Platform bileşenleri Diyarbakır Baras Tahir Elçi Konferansa Salonu’nda düzenlenen basın toplantısında Diyarbakır Çınar, Mardin Mazıdağı arasındaki bölgede çıkan yangına ilişkin hazırladığı raporu açıkladı.
Toplantıda ilk söz alan Platform Eşsözcüsü Amed Baro Başkanı Nahit Eren yangının elektrik kaynaklı çıktığının tespit edildiğini hatırlatarak şunları söyledi:
“Teknik mesele olduğundan geniş rapor bekleniyor. Devletin pozitif yükümlülükleri var. Gerek önlem ve tedbirler gerek müdahale konusunda etkin bir soruşturma yürütülerek faillerin ortaya çıkarılmasıdır. Neticede 15 insan ölmüş onlarca insanımız yaralanmıştır. Söz konusu kamu tarafından hizmetleri yerine getirirken eksik denetimlerden bu hususların ortaya çıktığını biliyoruz.”
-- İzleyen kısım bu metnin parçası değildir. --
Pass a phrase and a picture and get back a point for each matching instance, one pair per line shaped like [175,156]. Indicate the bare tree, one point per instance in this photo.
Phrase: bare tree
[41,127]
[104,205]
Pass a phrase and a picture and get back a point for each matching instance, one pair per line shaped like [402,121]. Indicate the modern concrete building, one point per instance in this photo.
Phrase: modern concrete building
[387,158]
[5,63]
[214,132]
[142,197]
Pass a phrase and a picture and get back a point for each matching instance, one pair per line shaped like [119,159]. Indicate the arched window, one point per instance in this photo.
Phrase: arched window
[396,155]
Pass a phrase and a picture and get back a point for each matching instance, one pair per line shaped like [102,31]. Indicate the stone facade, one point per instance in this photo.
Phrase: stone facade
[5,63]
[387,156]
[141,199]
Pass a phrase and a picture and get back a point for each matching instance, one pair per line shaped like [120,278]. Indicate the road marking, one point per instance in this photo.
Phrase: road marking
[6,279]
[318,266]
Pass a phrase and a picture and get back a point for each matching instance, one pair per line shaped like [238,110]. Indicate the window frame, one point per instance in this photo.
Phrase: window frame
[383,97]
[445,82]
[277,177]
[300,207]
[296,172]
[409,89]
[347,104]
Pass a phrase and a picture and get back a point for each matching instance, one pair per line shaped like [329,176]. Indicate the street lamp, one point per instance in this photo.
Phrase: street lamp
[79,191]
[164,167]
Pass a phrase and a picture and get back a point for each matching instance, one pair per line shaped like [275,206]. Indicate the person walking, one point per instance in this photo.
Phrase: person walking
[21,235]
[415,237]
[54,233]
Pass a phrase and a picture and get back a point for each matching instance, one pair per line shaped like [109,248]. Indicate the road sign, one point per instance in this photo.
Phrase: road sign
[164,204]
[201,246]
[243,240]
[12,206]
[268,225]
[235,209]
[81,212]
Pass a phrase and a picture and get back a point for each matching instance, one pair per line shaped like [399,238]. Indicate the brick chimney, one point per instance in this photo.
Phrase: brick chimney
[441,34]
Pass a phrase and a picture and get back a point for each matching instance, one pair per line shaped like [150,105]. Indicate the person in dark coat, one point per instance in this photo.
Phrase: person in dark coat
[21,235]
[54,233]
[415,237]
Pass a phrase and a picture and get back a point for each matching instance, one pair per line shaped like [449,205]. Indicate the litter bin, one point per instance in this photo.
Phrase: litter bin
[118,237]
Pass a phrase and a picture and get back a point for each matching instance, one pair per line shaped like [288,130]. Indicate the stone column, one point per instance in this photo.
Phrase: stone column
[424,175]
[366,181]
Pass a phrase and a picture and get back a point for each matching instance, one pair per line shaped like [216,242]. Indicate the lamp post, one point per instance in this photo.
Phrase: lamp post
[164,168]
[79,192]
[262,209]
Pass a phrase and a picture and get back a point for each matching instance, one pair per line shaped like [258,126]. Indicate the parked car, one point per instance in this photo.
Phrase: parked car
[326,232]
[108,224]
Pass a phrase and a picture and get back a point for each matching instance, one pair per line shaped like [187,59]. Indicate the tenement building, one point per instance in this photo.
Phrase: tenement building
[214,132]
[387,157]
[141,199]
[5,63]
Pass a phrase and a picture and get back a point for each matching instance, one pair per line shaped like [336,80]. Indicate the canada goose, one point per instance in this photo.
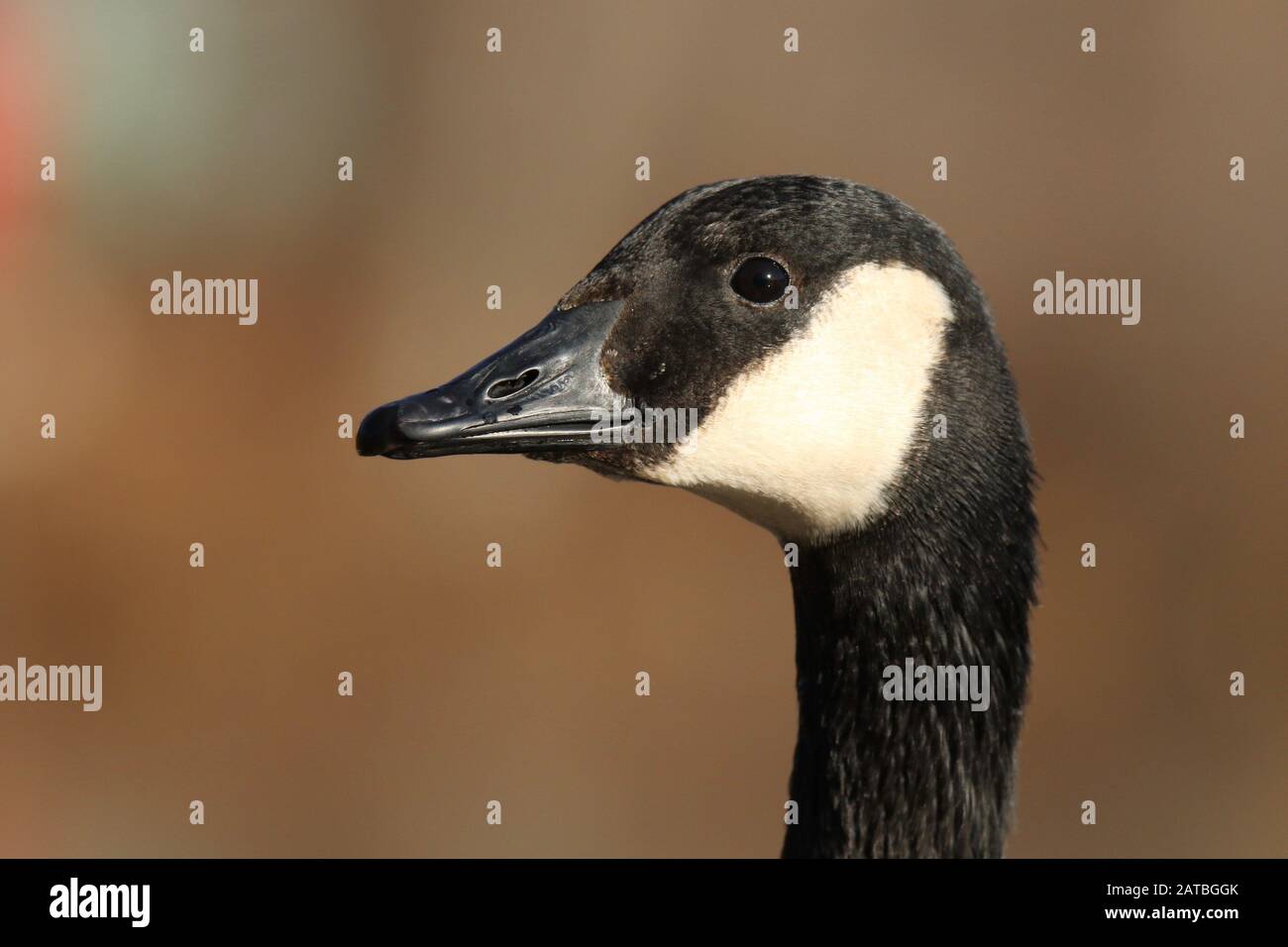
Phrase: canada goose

Hazırlanan raporu SES Eşbaşkanı Yıldız Ok Orak okudu. Raporda şu ifadeler yer aldı:
“Yangının yaklaşık 55 bin dekar alanı etkilediği, bunun yaklaşık 20 bin dekardan fazlasının ekili tarım alanı olduğu, yangında 1’i çocuk olmak üzere 15 insanın yaşamını yitirdiği, çok sayıda yaralının bulunduğu, yangında yaşamını yitiren yurttaşların köy sakini oldukları, bir kısmının yangından doğrudan etkilendiği, diğerlerinin ise yangına müdahale etmek isterken yaşamlarını yitirdiği, 302 keçi, 622 koyunun can verdiği ve 100’ün üzerinde hayvanın tedavisi devam ediyor. Bu veriler, yangının ekolojik ve ekonomik yıkımının boyutunun büyük olduğunu ve yangın alanındaki insan dışı varlıklar için bir yok oluş anlamına geldiğini göstermektedir.”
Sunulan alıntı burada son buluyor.